Recently,8 our team examined the possibility of using Harp Seal (Phoca groenlandica) trachea to replace large tracheal defects, using a glutaradehyde-preserved trachea from Harp Seals to replace segments of pig tracheas. All the experimental animals survived the operation and lived up to 39 days (mean: 30.8 days). No immunosuppressant drugs were used. Macroscopic and histological analysis showed an intact bioprosthesis but near total occlusion of the native trachea by a ring of inflammatory infiltration at the site of distal anastomosis.

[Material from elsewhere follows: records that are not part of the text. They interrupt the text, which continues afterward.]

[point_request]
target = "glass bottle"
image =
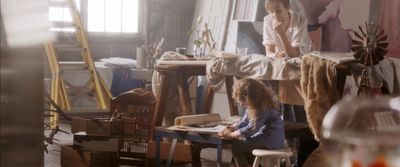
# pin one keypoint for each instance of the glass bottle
(363, 131)
(197, 50)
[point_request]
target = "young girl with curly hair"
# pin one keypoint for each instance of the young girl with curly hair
(261, 126)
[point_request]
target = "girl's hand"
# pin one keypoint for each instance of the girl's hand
(224, 132)
(279, 26)
(280, 55)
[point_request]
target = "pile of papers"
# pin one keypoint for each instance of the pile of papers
(335, 56)
(117, 62)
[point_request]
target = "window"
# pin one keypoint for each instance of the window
(103, 16)
(59, 12)
(113, 16)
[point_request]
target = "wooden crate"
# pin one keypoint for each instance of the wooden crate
(98, 126)
(98, 143)
(79, 158)
(182, 151)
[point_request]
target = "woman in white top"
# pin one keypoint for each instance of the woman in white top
(285, 32)
(285, 35)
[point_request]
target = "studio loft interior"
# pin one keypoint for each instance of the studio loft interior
(200, 83)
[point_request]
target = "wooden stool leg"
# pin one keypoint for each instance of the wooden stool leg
(287, 162)
(256, 161)
(266, 161)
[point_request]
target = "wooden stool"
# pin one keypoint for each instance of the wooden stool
(272, 154)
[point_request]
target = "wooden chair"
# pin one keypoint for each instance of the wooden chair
(274, 155)
(137, 108)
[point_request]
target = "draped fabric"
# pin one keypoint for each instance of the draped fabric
(390, 22)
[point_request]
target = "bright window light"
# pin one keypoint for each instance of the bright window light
(61, 13)
(113, 16)
(96, 15)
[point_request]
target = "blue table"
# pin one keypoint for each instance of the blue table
(196, 137)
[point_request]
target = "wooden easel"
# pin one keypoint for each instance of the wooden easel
(94, 89)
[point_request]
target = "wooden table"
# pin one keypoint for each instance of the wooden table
(181, 72)
(201, 139)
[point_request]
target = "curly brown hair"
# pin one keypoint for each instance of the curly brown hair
(271, 4)
(254, 94)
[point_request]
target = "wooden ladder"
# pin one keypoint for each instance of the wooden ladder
(95, 89)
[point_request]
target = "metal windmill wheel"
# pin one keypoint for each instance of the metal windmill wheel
(369, 44)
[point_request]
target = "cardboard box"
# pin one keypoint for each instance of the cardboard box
(98, 126)
(79, 158)
(182, 151)
(98, 143)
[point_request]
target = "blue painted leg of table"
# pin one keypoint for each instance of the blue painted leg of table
(158, 140)
(219, 155)
(171, 152)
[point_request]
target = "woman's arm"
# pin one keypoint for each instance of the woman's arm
(270, 50)
(290, 50)
(286, 43)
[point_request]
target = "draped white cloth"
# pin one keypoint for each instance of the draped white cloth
(251, 66)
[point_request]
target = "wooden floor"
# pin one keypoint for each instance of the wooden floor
(52, 159)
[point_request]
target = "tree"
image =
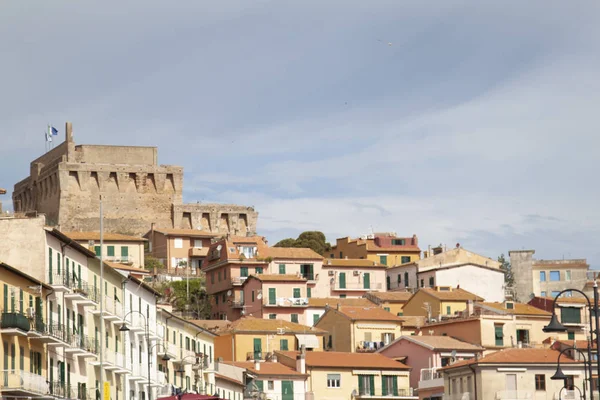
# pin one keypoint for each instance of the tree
(505, 266)
(310, 239)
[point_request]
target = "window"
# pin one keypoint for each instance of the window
(366, 385)
(389, 385)
(570, 315)
(334, 380)
(540, 382)
(499, 335)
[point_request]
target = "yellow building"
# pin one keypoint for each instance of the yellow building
(438, 302)
(390, 301)
(24, 331)
(340, 375)
(250, 338)
(382, 248)
(359, 329)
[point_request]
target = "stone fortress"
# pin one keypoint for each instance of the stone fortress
(66, 183)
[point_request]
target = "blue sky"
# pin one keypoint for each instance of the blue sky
(469, 122)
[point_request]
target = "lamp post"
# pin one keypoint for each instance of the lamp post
(555, 326)
(124, 328)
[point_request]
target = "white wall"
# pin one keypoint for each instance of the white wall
(480, 281)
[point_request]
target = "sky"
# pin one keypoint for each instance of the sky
(459, 121)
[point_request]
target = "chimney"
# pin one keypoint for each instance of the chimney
(301, 361)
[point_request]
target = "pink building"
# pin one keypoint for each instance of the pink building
(425, 354)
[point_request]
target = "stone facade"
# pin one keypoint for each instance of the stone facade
(66, 184)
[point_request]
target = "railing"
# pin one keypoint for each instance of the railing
(14, 320)
(369, 347)
(457, 396)
(23, 380)
(513, 395)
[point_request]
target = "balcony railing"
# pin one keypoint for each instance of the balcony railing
(13, 380)
(287, 302)
(458, 396)
(513, 395)
(15, 320)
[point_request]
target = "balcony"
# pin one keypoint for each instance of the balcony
(286, 302)
(238, 280)
(17, 383)
(356, 286)
(59, 282)
(14, 324)
(82, 293)
(513, 395)
(369, 347)
(399, 394)
(458, 396)
(430, 378)
(81, 345)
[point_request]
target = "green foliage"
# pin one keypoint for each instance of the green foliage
(310, 239)
(150, 263)
(505, 266)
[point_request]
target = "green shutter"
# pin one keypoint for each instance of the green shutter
(367, 281)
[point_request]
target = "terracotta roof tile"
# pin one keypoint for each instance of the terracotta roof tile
(440, 343)
(518, 356)
(251, 324)
(518, 309)
(372, 313)
(334, 359)
(454, 294)
(109, 237)
(267, 368)
(392, 297)
(351, 262)
(333, 301)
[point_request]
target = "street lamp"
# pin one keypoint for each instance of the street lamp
(556, 326)
(560, 375)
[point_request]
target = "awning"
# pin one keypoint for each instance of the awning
(309, 341)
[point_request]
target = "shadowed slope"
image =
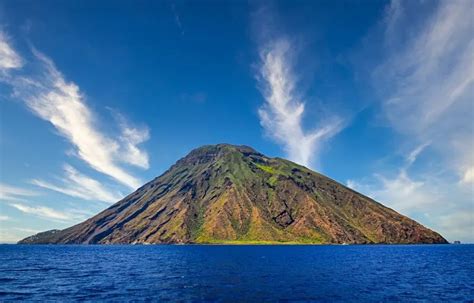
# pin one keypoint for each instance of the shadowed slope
(233, 194)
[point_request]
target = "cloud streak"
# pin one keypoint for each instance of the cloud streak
(8, 192)
(42, 211)
(282, 114)
(426, 79)
(78, 185)
(9, 59)
(52, 98)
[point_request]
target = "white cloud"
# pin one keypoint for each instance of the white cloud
(78, 185)
(52, 98)
(9, 59)
(130, 138)
(43, 212)
(426, 78)
(429, 199)
(8, 192)
(282, 114)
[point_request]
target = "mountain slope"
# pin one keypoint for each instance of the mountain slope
(233, 194)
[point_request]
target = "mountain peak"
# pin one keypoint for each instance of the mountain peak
(233, 194)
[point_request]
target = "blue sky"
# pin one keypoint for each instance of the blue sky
(98, 98)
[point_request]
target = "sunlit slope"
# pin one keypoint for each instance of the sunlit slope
(233, 194)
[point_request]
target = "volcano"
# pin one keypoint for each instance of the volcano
(236, 195)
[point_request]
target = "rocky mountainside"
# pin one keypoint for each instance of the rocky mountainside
(233, 194)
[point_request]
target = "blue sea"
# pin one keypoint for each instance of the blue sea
(221, 273)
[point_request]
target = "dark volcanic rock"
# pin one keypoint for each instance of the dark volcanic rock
(233, 194)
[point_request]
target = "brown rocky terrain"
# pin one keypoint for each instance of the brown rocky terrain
(233, 194)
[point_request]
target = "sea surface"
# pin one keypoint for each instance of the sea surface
(221, 273)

Since 1969, when Carpentier et al.9 presented a glutaraldehyde-fixed bioprosthetic valve, many other investigators published their experiences with artificial valves preserved in glutaraldehyde. In all of these the main problem remained that of the lack of durability due to the cusp calcification. Early degeneration of tissue, tearing of collagen, and loss of elastic fibers are observed after human implantation.10 Moreover, calcified degeneration is affected by the xenograft itself and the recipient.11
Many preservatives and fixatives have been tried such as formalin, ethylene glycol, alcohol, and metaperiodate, but glutaraldehyde is still conventionally used, because it is the only proven technology for long-term tissue stabilization with the beneficial properties of preserving and sterilizing tissue.12 Glutaraldehyde is weakly acidic and crosslinks with the amino groups of collagen in an alkaline environment, which protects the tissue from degeneration, inhibits platelet aggregation, and has a strong antibiotic effect.13 It is known that glutaraldehyde itself plays an important role in the calcification process because of resident aldehyde and cytotoxicity.14 Therefore, modification to glutaraldehyde fixation to eliminate its adverse effects (e.g., inflammatory reaction) may provide a promising alternative.

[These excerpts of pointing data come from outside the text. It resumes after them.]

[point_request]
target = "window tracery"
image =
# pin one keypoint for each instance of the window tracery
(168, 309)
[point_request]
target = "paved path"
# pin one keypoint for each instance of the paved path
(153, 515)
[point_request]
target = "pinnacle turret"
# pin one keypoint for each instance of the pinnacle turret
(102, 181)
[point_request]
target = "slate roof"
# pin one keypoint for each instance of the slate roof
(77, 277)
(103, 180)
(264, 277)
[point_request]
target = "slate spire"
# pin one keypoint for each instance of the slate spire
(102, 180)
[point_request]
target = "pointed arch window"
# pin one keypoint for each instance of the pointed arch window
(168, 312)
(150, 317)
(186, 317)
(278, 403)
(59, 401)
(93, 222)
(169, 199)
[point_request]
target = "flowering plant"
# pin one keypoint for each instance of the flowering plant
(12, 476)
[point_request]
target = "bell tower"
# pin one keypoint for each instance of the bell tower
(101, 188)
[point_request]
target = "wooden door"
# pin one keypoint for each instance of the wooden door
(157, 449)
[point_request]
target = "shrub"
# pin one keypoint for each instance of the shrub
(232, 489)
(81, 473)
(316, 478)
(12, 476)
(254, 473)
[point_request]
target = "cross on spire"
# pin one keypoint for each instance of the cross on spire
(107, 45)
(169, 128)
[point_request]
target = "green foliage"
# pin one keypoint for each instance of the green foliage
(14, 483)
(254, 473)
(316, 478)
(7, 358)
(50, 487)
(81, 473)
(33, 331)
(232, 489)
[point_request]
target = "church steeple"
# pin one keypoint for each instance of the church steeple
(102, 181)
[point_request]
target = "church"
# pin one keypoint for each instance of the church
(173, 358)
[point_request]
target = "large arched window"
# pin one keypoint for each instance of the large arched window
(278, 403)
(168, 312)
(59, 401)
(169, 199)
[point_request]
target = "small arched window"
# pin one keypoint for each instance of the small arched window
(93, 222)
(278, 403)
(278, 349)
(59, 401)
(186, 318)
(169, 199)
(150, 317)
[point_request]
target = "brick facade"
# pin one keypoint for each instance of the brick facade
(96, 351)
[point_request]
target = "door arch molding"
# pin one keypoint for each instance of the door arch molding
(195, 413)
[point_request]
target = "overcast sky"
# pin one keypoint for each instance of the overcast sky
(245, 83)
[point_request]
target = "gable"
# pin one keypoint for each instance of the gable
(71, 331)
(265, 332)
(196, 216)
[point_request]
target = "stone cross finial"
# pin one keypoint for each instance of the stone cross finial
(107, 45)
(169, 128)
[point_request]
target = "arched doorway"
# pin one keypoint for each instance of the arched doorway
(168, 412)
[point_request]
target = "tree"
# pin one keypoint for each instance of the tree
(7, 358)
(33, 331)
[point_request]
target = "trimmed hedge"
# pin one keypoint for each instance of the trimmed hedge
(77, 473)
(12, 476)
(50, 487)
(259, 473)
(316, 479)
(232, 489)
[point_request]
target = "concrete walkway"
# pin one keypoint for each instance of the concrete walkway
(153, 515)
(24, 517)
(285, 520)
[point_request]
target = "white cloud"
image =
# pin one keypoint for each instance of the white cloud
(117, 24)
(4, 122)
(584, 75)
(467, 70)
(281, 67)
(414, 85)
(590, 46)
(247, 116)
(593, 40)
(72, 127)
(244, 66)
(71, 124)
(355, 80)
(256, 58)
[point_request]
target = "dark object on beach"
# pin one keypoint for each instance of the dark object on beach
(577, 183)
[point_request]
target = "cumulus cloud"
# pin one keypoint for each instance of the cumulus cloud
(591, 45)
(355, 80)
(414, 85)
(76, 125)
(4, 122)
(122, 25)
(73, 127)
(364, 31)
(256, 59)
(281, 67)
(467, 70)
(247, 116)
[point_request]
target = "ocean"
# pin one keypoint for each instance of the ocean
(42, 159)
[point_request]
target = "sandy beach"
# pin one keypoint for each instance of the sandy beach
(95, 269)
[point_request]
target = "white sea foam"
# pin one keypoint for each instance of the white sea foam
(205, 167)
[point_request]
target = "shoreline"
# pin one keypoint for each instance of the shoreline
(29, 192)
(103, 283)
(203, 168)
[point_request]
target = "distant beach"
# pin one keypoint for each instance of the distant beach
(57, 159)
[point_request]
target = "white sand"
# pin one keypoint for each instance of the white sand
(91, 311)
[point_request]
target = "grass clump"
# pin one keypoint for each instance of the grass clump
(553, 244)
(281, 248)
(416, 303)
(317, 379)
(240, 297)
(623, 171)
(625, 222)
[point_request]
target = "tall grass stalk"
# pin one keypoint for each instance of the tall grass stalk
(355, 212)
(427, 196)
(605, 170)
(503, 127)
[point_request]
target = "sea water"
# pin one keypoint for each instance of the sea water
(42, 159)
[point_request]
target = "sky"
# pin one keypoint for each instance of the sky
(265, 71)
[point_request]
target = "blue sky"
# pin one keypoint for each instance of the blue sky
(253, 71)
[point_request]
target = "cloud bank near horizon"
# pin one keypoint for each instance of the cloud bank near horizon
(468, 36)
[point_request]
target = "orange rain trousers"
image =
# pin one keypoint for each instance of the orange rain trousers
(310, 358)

Wang et al.15 used 0.3% tannic acid (TA) as an additional treatment to 0.625% buffered glutaraldehyde (Glut) solution. BP strips were subdermally implanted in juvenile male Sprague-Dawley rats and explanted 21 days after implantation. The data from quantitative calcium analysis and von Kossa staining showed that Glut-fixed BP developed significantly more calcification than Glut/TA-fixed BP. TA exerts excellent anticalcification effects on Glut-fixed BP by inhibiting macrophage infiltration and expression of matrix metalloproteinase-9 and tenascin-C.

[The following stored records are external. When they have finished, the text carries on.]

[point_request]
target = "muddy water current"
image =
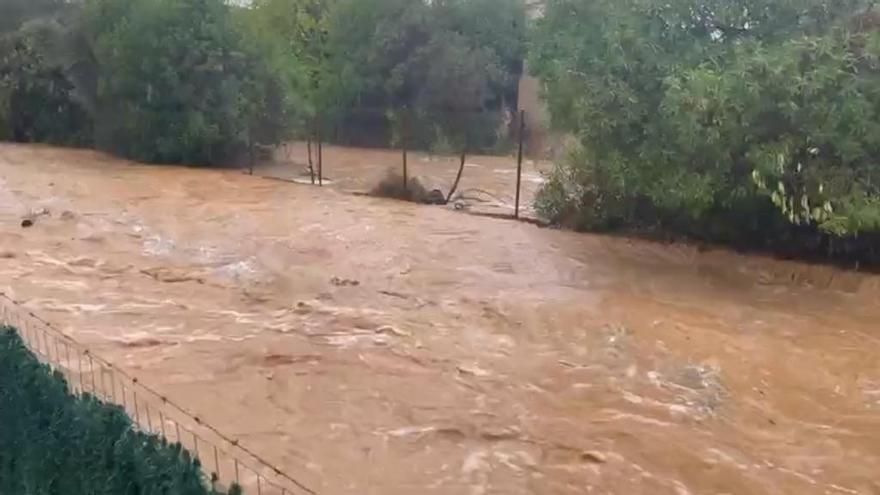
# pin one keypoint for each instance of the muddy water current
(379, 347)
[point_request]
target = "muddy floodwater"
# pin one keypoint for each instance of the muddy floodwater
(379, 347)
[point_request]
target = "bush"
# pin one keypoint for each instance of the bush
(691, 113)
(36, 98)
(52, 443)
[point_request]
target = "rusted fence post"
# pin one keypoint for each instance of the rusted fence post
(522, 129)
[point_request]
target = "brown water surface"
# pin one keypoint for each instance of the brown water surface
(380, 347)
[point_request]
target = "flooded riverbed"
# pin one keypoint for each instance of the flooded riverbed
(379, 347)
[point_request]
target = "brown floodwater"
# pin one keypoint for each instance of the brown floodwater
(380, 347)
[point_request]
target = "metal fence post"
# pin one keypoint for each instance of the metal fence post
(320, 158)
(522, 129)
(404, 133)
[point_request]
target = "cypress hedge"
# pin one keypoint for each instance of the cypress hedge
(55, 443)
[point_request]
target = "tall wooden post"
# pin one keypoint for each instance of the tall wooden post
(320, 159)
(404, 131)
(522, 129)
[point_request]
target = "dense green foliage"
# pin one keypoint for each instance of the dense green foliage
(52, 443)
(199, 81)
(36, 104)
(728, 119)
(448, 69)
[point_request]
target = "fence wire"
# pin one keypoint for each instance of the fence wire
(223, 458)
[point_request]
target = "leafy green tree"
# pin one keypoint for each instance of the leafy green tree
(446, 64)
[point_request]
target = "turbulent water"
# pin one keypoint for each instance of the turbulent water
(380, 347)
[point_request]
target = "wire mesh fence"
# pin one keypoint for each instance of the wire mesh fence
(223, 458)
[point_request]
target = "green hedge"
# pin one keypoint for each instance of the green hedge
(54, 443)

Connolly et al.16 investigated a novel polyepoxide crosslinker for conferring both material stabilization and calcification resistance when used to prepare bioprosthetic heart valves. Triglycidylamine (TGA) was synthesized by reacting epichlorohydrin and NH3. Rat subdermal implants (porcine aortic cusps/BP) pretreated with TGA demonstrated significantly less calcification than Glut-pretreated implants.
Lipids play a significant role in the process of calcification of bioprosthesis. The process of calcification is associated with the absorption of proteins and phospholipids,17,18 and ethanol preincubation of glut-treated porcine aortic valve bioprosthesis may mitigate calcification.19
Shen et al.20 assessed whether lipid extraction by ethanol, ether, or a surfactant could mitigate calcification of glut-treated bioprosthesis. For this reason, on BP samples pretreated with 0.6% glutaraldehyde, lipid extraction was carried out using ethanol, ether, or the Tween 80 surfactant, and combinations thereof. The treated tissues were implanted subcutaneously in 50 juvenile rats for 4 and 6 months. The most effective pretreatments were the combination of ethanol and surfactant or the combination of ethanol, ether, and surfactant when compared with surfactant alone. The authors concluded that ethanol or the combination of ethanol and ether added to the currently used glutaraldehyde-surfactant treatment further mitigates calcification.
Calcification affects the durability of artificial valves, and many studies on the prevention thereof have been carried out. Calcified deposits were found in experiments using both rats and rabbits.21 Calcification was also observed in experiments using large animals such as sheep and calves.22 Chung et al.23 found less calcification in a rat subdermal implantation model using canine valve strips when compared with BP and porcine valve strips. Electron microscopy showed that the process of calcification primarily starts on the surface of collagen fibrils and in the interfibrillar space. It is evident that the breakdown of collagen fibers is an essential step in the mechanism of calcification. Therefore, preventing collagen fiber breakdown will be helpful in the prevention of calcification.
From our own experience, after having dissected approximately 300 seals of various age (paper in preparation), we found no calcific deposits on the aortic leaflets, in the coronaries, or in the wall of the major arterial vessels. This may be due to a combination of reasons such as their dietary habits, physical activity, and/or the rich concentration of omega-3 lipids in their tissues. These observations, combined with the results of preliminary data derived from a rat subdermal implantation, which was performed in an outside institution with semiquantitative observation alone and failed to reveal calcific deposits in the seal tissues, misled us to conclude that bioprosthetic valves derived from Phoca groenlandica cardiac tissues might not exhibit any calcification in vivo.24
From this study, using the flat atomic absorption technique for accurate calcium measurement and histological analysis with three different stainings, we conclude that there is a significant calcification in the cardiac valve and pericardium of Phoca groenlandica, with a disorganized pattern of collagen, elastin, and muscle fibers along with a foreign body response, becoming evident after 21 days of rat subdermal implantation. These findings necessitate the use of an anticalcification treatment or a change of the preservation solution used if we can consider using these valves for long-term implantation in humans.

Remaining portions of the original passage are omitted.